By Virginia (Ginny) Merritt
Estimated read. 3:18 min
I’ll get to the question posed in the title and what caused me to write this blog in a moment. But first, what do you immediately think of when you hear or see the words ‘emerging market(s)’? There is a good chance you may think of developing countries or developing economies. The International Monetary Fund (IMF) classifies approximately 39 economies as ‘advanced’ economies. The remaining are considered ‘emerging’ markets that define a distinct investment class.
There’s another way to look at emerging markets, demographics. If you are a regular reader of Top Sixty’s newsletter, you’ve read articles and editorials about the growing global cohort of older adults and the benefits of marketing to that group.
Closer to home, Canada’s population of adults over age 65 already exceeds seven million, that’s a fifth of the population and a far greater number than there are children under the age of 14. Even more surprising is that those over age 85 are the fastest-growing demographic within this age group.
Evidence from the World Health Organization (WHO) shows that the world’s population over sixty is growing five times faster than the rest of the population and will almost double by 2050. The US-based, AARP, predicts that those over age 50 already represent half of the consumer spending worldwide. Now that’s an Emerging Market!
OK, back to the ‘WHY’. Why did my bank, with its former professional and inclusive look, change its branding to zero in on a much younger demographic to the exclusion of mature and older adult clients? By the way, the bank’s new digital style, as they refer to it, is black, black, and more black, interrupted only by garish, neon colours, and black-and-white images of young people. The new branding, both online and in their app, makes it quite clear that ‘my’ older cohort is no longer sought after or appreciated.
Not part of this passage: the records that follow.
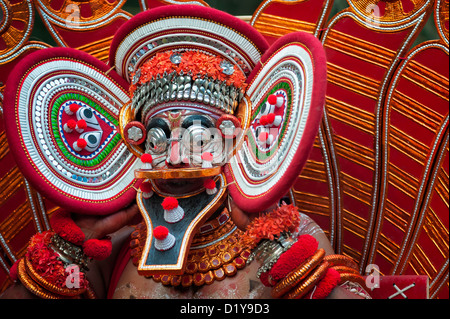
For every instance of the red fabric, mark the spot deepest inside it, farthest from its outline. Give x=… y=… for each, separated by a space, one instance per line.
x=169 y=203
x=99 y=249
x=14 y=139
x=186 y=10
x=64 y=226
x=121 y=262
x=13 y=271
x=256 y=204
x=325 y=286
x=146 y=158
x=304 y=248
x=160 y=232
x=210 y=184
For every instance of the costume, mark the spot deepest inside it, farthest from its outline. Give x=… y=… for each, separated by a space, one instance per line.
x=196 y=106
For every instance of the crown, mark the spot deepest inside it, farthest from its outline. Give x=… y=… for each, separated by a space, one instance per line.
x=193 y=76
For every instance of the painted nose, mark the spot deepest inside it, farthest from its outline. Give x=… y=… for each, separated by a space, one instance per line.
x=174 y=156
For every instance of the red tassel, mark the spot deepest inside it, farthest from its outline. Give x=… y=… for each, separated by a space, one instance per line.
x=64 y=226
x=169 y=203
x=325 y=285
x=304 y=248
x=13 y=271
x=98 y=249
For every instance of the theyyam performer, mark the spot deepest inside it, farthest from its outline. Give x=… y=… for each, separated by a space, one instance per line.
x=197 y=128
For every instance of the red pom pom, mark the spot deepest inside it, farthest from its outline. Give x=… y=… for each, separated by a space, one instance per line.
x=170 y=203
x=146 y=158
x=64 y=226
x=325 y=285
x=81 y=124
x=272 y=99
x=81 y=143
x=74 y=107
x=71 y=124
x=207 y=157
x=209 y=184
x=98 y=249
x=270 y=118
x=263 y=136
x=146 y=187
x=160 y=232
x=304 y=248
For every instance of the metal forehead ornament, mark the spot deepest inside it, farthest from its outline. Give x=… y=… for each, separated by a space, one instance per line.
x=196 y=97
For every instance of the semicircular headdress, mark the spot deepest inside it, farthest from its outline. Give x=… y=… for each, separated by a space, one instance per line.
x=66 y=112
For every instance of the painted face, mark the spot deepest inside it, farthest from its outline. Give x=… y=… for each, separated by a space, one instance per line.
x=184 y=139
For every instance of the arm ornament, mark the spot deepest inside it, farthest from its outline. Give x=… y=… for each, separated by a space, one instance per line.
x=294 y=266
x=53 y=268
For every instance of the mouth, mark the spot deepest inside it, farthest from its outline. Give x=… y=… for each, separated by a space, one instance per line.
x=179 y=173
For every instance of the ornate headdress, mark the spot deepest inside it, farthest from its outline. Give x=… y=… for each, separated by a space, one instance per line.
x=88 y=136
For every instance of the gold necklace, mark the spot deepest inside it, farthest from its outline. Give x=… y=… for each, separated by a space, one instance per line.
x=215 y=253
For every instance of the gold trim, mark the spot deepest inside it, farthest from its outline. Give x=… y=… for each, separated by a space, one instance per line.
x=178 y=268
x=179 y=173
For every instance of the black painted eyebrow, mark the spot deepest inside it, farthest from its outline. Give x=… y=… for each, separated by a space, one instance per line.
x=204 y=121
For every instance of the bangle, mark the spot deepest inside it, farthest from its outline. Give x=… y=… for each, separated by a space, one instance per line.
x=43 y=270
x=31 y=285
x=341 y=260
x=345 y=270
x=325 y=285
x=47 y=285
x=304 y=287
x=356 y=278
x=298 y=274
x=69 y=253
x=304 y=248
x=269 y=252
When the bank’s new look was introduced, I joined the online deluge of people expressing their dismay and threatening to move to another financial institution if the new design was not put on hold and re-examined. There was, of course, no response. This outrage was also expressed by adults in their forties and fifties, not just people considered older adults. What on earth were those bankers thinking? Psst, maybe they’ve never heard of emerging markets!
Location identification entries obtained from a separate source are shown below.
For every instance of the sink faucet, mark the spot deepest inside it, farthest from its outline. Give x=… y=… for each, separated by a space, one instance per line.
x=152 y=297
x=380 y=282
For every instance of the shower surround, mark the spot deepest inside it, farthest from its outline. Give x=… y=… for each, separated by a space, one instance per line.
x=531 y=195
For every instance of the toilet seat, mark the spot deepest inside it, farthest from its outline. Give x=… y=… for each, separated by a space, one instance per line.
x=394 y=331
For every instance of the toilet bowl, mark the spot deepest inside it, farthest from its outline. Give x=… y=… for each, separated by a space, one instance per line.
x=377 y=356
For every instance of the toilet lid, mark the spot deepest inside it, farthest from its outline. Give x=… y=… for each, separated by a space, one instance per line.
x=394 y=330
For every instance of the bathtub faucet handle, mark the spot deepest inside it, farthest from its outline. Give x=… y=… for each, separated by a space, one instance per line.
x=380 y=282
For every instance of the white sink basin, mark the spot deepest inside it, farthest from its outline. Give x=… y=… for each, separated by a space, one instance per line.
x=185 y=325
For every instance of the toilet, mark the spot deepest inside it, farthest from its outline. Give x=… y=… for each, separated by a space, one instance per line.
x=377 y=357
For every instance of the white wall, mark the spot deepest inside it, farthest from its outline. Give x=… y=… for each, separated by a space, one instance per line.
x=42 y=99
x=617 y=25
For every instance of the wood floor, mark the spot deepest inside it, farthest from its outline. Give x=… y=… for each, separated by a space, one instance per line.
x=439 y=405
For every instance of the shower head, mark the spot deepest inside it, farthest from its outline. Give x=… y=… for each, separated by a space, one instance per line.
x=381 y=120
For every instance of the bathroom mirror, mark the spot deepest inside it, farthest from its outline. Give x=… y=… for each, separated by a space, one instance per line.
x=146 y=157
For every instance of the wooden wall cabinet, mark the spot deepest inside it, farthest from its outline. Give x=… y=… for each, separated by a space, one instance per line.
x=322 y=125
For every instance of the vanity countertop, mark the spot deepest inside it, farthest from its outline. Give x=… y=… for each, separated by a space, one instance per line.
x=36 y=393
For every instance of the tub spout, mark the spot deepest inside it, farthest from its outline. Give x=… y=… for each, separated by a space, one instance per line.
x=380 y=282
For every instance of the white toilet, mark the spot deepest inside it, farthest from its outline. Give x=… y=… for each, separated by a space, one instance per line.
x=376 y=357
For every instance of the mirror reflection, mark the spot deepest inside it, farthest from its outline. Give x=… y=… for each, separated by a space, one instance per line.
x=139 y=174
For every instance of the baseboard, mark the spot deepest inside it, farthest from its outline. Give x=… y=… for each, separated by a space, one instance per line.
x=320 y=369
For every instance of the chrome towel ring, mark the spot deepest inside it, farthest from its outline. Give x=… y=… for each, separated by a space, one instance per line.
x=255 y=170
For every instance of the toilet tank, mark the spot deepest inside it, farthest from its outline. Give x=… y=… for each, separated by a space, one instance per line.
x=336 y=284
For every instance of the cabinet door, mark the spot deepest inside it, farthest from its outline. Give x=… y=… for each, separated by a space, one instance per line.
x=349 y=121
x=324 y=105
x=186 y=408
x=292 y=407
I had banked with my financial institution for over twenty years. A digital bank, it was associated with and is now a division of one of Canada’s five major banks. Clients could access their accounts through the associated bank’s ATMs and visit its branches when smaller banknotes, change, and other services were needed. Alas, these amenities eroded over time.
The associated major bank in my community became a financial services centre; teller services were no longer available. For a while though, it was possible to at least bulk-purchase different denominations of banknotes; for instance, one could buy twenty $10 bills for $200. Eventually, access to cash disappeared altogether causing me to smack my forehead and ask myself, “How can they call themselves a bank without money?” No doubt many of you have had similar experiences. Sigh! So much for environmentally-friendly,15-minute communities where people can work, shop [and bank] where they live. Banks continue to reap windfall profits while their customers drive greater and greater distances in search of long-forgotten services.
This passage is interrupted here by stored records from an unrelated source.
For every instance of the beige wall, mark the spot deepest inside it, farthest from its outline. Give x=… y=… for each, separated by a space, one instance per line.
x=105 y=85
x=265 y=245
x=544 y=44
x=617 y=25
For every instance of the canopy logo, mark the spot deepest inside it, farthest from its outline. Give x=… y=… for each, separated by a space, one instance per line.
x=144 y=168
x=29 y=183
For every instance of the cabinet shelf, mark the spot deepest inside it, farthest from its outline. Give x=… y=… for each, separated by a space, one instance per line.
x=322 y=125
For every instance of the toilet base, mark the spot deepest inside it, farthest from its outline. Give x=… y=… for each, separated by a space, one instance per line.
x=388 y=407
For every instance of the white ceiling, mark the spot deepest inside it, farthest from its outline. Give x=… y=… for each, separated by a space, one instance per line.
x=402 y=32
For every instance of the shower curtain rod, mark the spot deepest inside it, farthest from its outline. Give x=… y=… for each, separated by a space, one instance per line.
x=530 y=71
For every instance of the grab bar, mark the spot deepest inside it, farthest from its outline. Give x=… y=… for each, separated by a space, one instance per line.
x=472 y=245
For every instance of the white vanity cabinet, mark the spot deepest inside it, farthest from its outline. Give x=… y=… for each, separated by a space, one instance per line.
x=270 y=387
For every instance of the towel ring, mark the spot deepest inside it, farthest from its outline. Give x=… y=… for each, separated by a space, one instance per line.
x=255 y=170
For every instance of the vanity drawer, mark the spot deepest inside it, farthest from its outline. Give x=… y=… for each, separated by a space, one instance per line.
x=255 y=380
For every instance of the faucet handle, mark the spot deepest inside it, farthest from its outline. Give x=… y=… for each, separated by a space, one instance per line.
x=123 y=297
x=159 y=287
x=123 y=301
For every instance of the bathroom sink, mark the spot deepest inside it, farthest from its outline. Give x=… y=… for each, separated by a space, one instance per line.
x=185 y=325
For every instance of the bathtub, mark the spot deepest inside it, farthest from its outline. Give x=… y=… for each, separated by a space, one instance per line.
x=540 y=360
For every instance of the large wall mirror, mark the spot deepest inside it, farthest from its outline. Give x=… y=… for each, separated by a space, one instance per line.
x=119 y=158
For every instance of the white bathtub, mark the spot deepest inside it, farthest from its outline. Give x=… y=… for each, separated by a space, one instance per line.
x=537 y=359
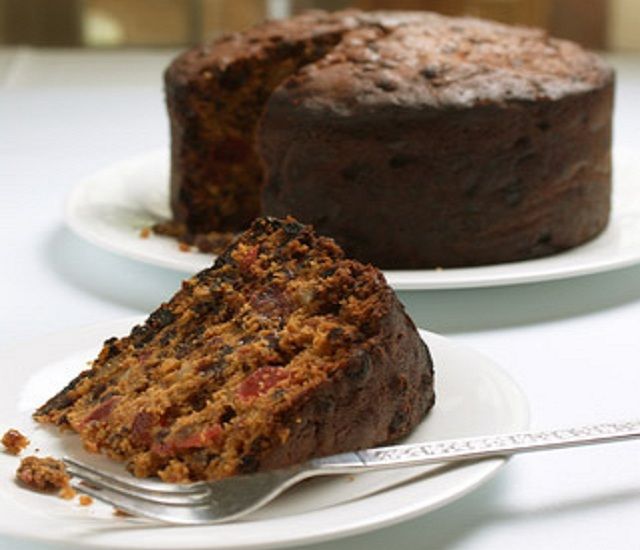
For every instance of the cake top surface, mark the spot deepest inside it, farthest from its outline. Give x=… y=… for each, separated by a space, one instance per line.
x=428 y=60
x=219 y=53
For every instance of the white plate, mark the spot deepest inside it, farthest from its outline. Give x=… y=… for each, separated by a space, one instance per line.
x=110 y=208
x=474 y=397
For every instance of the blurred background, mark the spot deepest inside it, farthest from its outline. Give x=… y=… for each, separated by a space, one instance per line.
x=611 y=25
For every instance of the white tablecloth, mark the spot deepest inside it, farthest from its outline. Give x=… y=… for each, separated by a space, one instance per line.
x=573 y=345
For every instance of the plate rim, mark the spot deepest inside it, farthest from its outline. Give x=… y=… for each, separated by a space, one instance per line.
x=464 y=277
x=409 y=509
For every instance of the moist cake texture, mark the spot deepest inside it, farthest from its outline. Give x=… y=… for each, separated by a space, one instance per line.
x=413 y=139
x=14 y=442
x=282 y=351
x=44 y=474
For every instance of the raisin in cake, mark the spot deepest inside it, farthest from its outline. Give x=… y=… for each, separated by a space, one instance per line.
x=282 y=351
x=413 y=139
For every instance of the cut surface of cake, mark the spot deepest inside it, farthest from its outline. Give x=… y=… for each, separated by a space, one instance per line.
x=413 y=139
x=282 y=351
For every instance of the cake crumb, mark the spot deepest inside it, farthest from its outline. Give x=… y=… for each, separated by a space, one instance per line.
x=43 y=474
x=85 y=500
x=14 y=442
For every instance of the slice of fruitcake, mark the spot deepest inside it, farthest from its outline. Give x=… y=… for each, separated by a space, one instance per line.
x=282 y=351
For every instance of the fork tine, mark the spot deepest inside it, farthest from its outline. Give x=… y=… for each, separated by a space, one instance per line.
x=184 y=515
x=170 y=494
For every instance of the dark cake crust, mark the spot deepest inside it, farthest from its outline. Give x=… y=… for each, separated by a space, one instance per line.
x=282 y=351
x=214 y=95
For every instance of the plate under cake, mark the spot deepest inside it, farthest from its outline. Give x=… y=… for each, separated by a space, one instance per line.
x=281 y=351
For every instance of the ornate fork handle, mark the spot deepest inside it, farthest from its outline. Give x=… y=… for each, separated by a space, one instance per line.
x=477 y=447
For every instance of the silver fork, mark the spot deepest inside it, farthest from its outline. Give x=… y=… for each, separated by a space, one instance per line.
x=234 y=497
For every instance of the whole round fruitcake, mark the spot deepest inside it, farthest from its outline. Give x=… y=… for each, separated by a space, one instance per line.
x=413 y=139
x=282 y=351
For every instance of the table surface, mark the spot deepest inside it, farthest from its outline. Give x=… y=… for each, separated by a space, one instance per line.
x=572 y=345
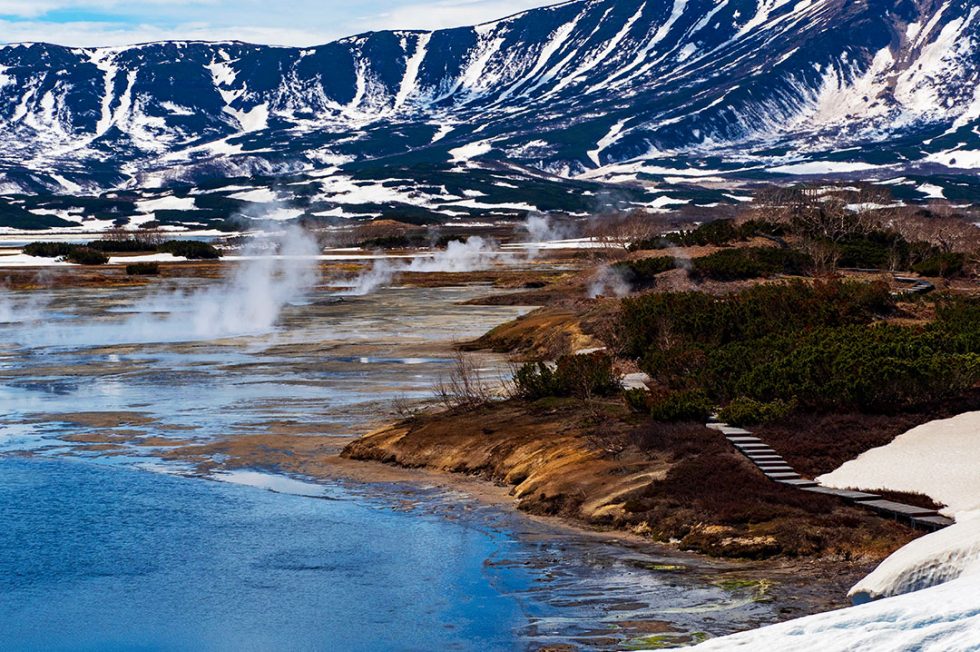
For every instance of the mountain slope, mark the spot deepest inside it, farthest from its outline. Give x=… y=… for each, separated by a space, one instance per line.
x=569 y=90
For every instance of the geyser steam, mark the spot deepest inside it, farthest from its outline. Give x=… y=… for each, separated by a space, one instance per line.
x=459 y=256
x=273 y=272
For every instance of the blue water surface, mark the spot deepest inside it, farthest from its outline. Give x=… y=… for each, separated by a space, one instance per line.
x=101 y=558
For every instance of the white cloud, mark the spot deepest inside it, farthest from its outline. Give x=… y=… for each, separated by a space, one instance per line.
x=95 y=34
x=448 y=13
x=308 y=22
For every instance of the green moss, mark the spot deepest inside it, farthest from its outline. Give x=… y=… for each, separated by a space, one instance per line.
x=666 y=641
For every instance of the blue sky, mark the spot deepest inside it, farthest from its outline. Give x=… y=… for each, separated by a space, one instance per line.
x=294 y=22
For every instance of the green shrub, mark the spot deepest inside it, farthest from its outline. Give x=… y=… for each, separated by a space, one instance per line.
x=581 y=376
x=49 y=249
x=749 y=412
x=190 y=249
x=945 y=265
x=695 y=318
x=880 y=368
x=589 y=375
x=535 y=380
x=767 y=348
x=692 y=405
x=641 y=274
x=752 y=262
x=143 y=269
x=756 y=228
x=86 y=256
x=638 y=400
I don’t anticipate ever knowing the answer to my question, why? However, as I wrap up this blog, you may be pleased to know that I put my money where my mouth is. It took a bit of effort, but I switched to another financial institution, this time a credit union. The institution not only carries real money, but it also has all the services of a bank and a network of credit union ATMs that are abundant and easily accessible. I would be remiss if I didn’t also mention the outstanding customer service and the warmest, friendliest staff I have experienced in many years.